Floral fragrance variability exists among individual plants (Bergström et al. 1992; Moya & Ackerman 1993; Tang 1993), among flowers of the same plant (Schiestl et al. 1997; Moya & Ackerman 1993) and for a flower at different dates (Altenburger & Matile 1988; Moya & Ackerman 1993; Shaver, Lingren & Marshall 1997). In most studies, pollination was not ensured by only one species of pollinator (Moya & Ackerman 1993; Bergström et al. 1992; Miyake, Yamaoka & Yahara 1998; Ervik et al. 1999). In a truly specific plant–pollinator interaction (i.e. one species of plant to one species of pollinator), one can expect the chemical signal to show little variation in the relative amounts of each compound. This should apply especially when the interaction is obligate for both partners, as is the case for Ficus–pollinator mutualisms. Generally, one species of insect (Hymenoptera, Agaonidae) pollinates and reproduces in figs of one species of Ficus (Moraceae) (Berg 1989; Janzen 1979; Compton 1990). When the fig (an urn-shaped inflorescence) is receptive, it emits a blend of volatiles that has been shown for several species to be a pollinator attractant (Barker 1985; Gibernau et al. 1998; Grison, Edwards & Hossaert-McKey 1999; Van Noort, Ware & Compton 1989; Ware & Compton 1994). Half of the Ficus species are monoecious, while the other half are gynodioecious but functionally dioecious. In monoecious species, female pollinators enter the fig, pollinate and lay eggs, and generally die within the fig (Gibernau et al. 1996).

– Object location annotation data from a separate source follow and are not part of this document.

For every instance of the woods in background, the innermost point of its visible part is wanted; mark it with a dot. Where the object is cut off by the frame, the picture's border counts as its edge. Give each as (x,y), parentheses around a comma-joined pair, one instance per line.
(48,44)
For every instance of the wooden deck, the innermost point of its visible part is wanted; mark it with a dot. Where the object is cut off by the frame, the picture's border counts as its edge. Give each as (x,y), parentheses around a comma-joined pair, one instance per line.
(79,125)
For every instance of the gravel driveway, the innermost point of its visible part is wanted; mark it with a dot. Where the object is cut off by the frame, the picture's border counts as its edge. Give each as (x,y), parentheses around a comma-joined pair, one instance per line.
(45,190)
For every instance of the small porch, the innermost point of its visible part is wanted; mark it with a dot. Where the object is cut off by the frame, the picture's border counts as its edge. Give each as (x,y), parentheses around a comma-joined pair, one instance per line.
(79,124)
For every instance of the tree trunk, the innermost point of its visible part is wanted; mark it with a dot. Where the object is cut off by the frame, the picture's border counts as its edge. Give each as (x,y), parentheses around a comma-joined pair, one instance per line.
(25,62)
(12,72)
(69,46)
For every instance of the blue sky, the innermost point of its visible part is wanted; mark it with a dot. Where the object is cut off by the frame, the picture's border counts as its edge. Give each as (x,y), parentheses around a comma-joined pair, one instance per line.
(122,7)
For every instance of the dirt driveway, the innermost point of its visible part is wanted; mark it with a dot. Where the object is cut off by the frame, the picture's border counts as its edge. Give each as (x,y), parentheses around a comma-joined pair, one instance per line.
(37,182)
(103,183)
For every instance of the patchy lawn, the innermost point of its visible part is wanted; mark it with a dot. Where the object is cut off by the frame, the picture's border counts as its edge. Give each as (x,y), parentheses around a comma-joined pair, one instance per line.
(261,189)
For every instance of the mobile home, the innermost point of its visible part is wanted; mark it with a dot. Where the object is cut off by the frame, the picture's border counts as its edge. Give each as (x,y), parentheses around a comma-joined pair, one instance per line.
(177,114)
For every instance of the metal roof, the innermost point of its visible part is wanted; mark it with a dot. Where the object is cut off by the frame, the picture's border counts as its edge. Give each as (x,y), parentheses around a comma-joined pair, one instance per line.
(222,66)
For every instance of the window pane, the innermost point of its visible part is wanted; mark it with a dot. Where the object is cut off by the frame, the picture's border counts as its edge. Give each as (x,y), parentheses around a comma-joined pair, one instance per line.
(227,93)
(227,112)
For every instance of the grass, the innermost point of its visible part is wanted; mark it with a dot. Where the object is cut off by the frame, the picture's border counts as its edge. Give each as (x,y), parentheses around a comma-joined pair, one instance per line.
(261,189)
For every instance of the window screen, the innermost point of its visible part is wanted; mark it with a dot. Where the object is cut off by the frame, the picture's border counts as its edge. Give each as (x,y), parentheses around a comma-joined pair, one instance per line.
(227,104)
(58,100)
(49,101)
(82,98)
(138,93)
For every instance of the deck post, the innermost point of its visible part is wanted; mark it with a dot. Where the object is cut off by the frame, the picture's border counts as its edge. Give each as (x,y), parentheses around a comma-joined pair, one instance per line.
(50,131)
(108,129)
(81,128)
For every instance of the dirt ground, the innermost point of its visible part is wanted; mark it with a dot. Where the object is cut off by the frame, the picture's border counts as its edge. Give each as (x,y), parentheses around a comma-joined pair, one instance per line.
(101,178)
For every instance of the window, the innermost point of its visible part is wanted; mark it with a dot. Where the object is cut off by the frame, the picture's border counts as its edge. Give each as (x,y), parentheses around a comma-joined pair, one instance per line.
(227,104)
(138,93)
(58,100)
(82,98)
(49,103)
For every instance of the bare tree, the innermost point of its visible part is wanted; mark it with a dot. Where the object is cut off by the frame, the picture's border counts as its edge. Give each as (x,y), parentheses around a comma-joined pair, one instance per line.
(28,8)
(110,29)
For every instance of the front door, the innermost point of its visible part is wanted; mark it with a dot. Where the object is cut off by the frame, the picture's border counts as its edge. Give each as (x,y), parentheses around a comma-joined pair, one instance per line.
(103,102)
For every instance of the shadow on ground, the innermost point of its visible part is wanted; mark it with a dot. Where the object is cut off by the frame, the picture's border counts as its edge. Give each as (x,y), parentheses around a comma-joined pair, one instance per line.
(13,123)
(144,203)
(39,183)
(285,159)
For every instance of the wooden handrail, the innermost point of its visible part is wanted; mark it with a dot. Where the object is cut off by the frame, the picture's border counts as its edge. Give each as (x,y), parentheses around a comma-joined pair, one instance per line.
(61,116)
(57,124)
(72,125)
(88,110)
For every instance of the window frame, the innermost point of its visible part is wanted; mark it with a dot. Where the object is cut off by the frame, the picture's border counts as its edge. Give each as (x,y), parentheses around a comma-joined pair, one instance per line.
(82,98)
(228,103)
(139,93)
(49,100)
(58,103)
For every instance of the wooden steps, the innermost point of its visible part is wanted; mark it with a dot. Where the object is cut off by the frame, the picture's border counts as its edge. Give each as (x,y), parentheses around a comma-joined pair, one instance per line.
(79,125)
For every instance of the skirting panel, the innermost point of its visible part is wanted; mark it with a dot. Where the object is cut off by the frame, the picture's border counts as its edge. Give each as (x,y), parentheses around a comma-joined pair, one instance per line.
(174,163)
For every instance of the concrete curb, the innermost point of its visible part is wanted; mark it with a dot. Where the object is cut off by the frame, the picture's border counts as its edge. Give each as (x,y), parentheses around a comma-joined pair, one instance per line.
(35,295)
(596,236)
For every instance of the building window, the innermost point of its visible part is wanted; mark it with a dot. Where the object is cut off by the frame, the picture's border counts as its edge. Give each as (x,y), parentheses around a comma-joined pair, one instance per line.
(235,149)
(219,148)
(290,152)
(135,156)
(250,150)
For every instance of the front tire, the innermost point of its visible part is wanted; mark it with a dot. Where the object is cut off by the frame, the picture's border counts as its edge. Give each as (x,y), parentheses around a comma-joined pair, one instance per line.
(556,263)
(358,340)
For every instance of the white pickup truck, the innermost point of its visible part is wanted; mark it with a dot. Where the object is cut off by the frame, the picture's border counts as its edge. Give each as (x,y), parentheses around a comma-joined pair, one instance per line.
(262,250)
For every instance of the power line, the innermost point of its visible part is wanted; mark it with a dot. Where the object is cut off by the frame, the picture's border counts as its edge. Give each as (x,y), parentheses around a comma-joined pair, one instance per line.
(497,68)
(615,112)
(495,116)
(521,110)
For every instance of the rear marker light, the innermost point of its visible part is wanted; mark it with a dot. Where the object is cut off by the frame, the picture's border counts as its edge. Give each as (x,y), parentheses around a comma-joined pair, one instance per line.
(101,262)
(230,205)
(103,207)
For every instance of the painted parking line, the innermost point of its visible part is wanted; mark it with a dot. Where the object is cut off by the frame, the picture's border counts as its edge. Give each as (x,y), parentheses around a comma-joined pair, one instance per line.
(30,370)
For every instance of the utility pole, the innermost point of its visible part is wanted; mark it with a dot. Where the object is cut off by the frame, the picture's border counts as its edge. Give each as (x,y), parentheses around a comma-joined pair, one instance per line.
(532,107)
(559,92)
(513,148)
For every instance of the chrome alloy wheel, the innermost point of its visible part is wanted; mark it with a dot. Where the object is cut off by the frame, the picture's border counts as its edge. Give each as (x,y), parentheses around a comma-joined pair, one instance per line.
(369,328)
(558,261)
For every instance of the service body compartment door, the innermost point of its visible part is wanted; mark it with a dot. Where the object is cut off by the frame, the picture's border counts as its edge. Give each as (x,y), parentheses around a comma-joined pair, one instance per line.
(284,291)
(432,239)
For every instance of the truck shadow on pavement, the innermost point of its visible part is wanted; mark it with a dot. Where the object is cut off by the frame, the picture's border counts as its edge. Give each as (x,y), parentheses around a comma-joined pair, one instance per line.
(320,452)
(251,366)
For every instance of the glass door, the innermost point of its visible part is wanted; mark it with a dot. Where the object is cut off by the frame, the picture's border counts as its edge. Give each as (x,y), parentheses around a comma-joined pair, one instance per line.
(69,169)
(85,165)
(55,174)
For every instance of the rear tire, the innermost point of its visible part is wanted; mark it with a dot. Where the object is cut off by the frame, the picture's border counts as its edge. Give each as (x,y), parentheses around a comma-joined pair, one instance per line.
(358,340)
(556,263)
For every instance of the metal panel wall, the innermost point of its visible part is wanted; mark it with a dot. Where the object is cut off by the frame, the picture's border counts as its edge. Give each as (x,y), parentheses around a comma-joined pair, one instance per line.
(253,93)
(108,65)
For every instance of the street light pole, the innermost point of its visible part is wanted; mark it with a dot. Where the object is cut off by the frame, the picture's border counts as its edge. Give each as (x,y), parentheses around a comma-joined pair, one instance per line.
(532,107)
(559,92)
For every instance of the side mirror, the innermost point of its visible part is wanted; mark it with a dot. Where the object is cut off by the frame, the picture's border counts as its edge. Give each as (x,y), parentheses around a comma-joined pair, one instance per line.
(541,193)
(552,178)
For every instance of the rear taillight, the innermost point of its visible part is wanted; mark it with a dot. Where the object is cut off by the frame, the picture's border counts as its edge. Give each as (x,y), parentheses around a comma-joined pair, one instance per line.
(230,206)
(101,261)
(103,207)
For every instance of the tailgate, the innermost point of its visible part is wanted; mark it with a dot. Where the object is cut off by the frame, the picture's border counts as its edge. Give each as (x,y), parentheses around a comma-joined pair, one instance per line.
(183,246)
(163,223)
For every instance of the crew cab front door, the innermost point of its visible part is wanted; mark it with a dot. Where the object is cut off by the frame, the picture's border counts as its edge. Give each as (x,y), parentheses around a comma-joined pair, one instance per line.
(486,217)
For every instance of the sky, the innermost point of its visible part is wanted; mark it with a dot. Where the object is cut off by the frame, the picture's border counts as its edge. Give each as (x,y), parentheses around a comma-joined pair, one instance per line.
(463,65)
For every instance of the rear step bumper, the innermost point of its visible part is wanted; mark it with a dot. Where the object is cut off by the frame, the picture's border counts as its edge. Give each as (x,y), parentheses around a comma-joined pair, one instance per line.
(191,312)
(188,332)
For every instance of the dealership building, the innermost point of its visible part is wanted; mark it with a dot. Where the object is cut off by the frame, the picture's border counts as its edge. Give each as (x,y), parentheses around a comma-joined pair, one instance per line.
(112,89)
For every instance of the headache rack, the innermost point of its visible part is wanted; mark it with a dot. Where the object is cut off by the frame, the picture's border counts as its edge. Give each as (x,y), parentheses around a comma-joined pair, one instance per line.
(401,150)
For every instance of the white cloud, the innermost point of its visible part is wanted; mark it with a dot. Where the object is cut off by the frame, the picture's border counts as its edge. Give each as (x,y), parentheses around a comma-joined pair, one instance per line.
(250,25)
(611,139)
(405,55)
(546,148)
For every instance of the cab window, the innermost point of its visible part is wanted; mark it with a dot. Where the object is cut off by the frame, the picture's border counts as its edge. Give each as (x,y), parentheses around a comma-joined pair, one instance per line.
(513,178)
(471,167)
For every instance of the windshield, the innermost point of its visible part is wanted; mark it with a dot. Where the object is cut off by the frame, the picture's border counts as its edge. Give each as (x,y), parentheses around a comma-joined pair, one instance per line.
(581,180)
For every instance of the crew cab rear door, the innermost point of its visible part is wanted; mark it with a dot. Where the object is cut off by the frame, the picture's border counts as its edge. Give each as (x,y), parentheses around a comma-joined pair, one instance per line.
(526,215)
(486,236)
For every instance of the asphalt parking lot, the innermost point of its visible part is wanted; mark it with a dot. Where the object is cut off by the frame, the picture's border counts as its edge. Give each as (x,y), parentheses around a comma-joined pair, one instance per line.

In dioecious species, ‘male’ figs contain both male and female flowers. In these figs, male flowers produce pollen and female flowers do not produce seeds, but are instead the place where pollinators lay eggs. Female figs contain only female flowers, in which the pollinating wasps are not able to lay eggs due to the length of the style. Female figs therefore only produce seeds (and no pollinator). There is thus a conflict of interests between the female fig tree, which needs to be pollinated, and the insect, which should avoid female figs (where it dies without laying eggs). In a non-seasonal environment, where flowering is synchronous within the tree but asynchronous among trees, pollinators emerging from a fig have to fly away from their natal tree to find a male fig to reproduce. A selective pressure for the capacity to discriminate between male and female figs is therefore expected on the wasp’s side. But on the other side, male and female figs should be selected to emit exactly the same signal to attract the pollinator, ensuring that the wasps also enter female figs and pollinate their flowers. If this signal is indeed chemical, there should be chemical mimicry between sexes, as hypothesized by Grafen & Godfray (1991) and Patel et al. (1995). In a seasonal environment, where there is a phenological delay between male and female tree flowering, pollinators cannot choose between the two kinds of figs (Kjellberg et al. 1987). There is therefore no selective pressure for a strict chemical mimicry among sexes.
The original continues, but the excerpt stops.